All, So this works as expected: select r.ritm, x.ritm, x.task, x.ud from r r left outer join ( select ritm, task, max(ud) ud from t group by ritm ) x on r.ritm = x.ritm but can someone explain why this query doesn't work? select * from r left outer join t on r.ritm = (select ritm from t where t.ritm = r.ritm order by date(ud) desc limit 1); sqlite supports limit clause, left outer joins... does it support correlated subqueries? I thought so. Thoughts? Thanks, Jeff

### (9) By Igor Tandetnik (itandetnik) on 2021-08-08 03:48:29 in reply to 1.1 [source]

`t`

in `where t.ritm = r.ritm`

refers to the first (leftmost) occurrence of the name `t`

- that is, the outer `t`

, not the inner `t`

. The inner select is a correlated subquery, but not in the way you think; for each pair of rows in `r`

and `t`

, it devolves to either `select ritm from t where true ...`

or `select ritm from t where false ...`

. As a result, I believe the query is equivalent simply to `select * from r outer join t on (r.ritm = t.ritm)`

You probably meant something like this (not tested):

```
select * from r
left outer join t t1 on t1.task=
(select task from t t2 where t2.ritm = r.ritm order by date(ud) desc limit 1);
```

### (10) By Keith Medcalf (kmedcalf) on 2021-08-08 07:05:30 in reply to 4 [link] [source]

Do you mayhaps mean:

```
-- queries to set up tables r & t
drop table t;
drop table r;
create table r (ritm text);
create table t (task text, ritm text, ud date);
insert into r values ('r1'), ('r2'), ('r3');
insert into t values ('t1', 'r1', '2021-01-01'), ('t2', 'r1', '2021-01-02'), ('t3', 'r1', '2021-01-03');
insert into t values ('t4', 'r2', '2021-01-01');
with v (task, ritm, ud)
as (
select task, ritm, max(ud)
from t
group by ritm
)
select *
from r
left join v
on r.ritm == v.ritm
;
```

### (11) By Keith Medcalf (kmedcalf) on 2021-08-08 07:15:25 in reply to 10 [link] [source]

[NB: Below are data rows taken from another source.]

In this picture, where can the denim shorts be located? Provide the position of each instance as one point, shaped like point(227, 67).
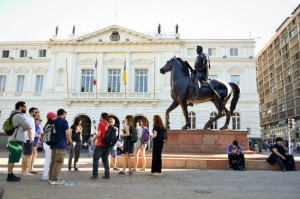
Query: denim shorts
point(27, 148)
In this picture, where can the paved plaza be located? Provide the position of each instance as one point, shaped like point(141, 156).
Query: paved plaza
point(172, 184)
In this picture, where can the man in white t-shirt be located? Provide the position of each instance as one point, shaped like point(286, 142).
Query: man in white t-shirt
point(28, 141)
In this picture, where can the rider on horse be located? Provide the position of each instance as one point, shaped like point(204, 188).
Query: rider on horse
point(201, 70)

Which, of course, is also this relatively simple select:

```
select r.ritm,
task,
t.ritm,
max(ud) as ud
from r
left join t
on r.ritm == t.ritm
group by r.ritm, t.ritm
;
```

### (12) By Keith Medcalf (kmedcalf) on 2021-08-08 11:36:05 in reply to 8 [link] [source]

but can someone explain why this query doesn't work?

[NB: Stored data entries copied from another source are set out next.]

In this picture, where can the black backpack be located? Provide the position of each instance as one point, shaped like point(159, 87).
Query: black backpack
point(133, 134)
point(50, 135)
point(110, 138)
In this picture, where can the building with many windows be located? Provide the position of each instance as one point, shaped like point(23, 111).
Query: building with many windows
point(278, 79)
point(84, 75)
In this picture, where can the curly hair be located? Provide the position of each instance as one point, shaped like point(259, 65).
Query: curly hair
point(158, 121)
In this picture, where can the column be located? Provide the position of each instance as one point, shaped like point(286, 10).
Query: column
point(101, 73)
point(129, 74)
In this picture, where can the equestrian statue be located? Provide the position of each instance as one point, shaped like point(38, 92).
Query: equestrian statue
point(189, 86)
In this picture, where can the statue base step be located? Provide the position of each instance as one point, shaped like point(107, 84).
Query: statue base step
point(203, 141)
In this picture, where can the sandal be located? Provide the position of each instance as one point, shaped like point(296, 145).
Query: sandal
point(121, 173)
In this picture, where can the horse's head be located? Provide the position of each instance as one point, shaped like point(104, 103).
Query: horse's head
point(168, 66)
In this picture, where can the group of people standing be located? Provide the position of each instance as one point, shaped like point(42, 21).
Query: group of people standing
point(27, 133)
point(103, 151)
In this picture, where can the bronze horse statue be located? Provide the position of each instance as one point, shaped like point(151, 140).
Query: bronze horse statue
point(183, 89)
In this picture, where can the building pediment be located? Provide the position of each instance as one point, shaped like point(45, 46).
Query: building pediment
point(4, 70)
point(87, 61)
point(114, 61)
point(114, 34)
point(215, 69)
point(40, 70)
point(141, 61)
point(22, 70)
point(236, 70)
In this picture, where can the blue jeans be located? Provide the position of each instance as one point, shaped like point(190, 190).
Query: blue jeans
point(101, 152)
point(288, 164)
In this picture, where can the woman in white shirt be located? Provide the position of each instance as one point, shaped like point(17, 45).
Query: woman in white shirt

But it does work, exactly as coded.

The descent condition specified is True for every combination of r and t tuples so the result is, as expected, the cross join of those two tables.

### (13) By Simon Slavin (slavin) on 2021-08-08 12:33:15 in reply to 7 [link] [source]

The LIMIT clause goes at the end. After DESC.

The way around you put it, SQLite would do the limit first, making it choose one random row of the results first, and only then apply DESC to the one row it has, which would do nothing.

### (14) By jeffv (jeffvanderdoes) on 2021-08-09 14:58:13 in reply to 9 [link] [source]

Thank you... this was enlightening. This query works as expected! Jeff

### (15) By Keith Medcalf (kmedcalf) on 2021-08-09 22:57:38 in reply to 9 [link] [source]

Which is exactly the same as this query:

```
select *
from r
left outer join t
on t.task = (
select task
from t
where t.ritm = r.ritm
order by ud desc
limit 1
)
;
```

which has a requirement that the value of `task`

is unique. If it is not, it will not work.

if `ud`

is already a datetime value (whether a naive ISO string, or some numeric representation of the datetime, so long as it is consistently defined across all rows) the wrapping the date function around `ud`

does nothing except (a) use CPU time for no useful benefit and (b) create duplicates where none existed.

In the correlated subquery "from t where t.ritm" does not refer to an outer variable. It will only ever refer to the inner table t.

Note that if `task`

is only unique within `ritm`

then you would have to use:

```
select *
from r
left outer join t
on t.ritm = r.ritm
and t.task = (
select task
from t
where t.ritm = r.ritm
order by ud desc
limit 1
)
;
```

and if r(ritm, task) is not unique then these solution methods will not (and cannot be made) to generate the output you claim to want. You would have to depend on a method of projection (shown earlier) that does not have such dependencies.

### (16) By Keith Medcalf (kmedcalf) on 2021-08-09 23:04:40 in reply to 12 [link] [source]

Except, of course, that the descent condition is false for all r tuples where r.mitm == 'r3` (since there is no t.mitm == 'r3') hence the corresponding output r is a single null tuple.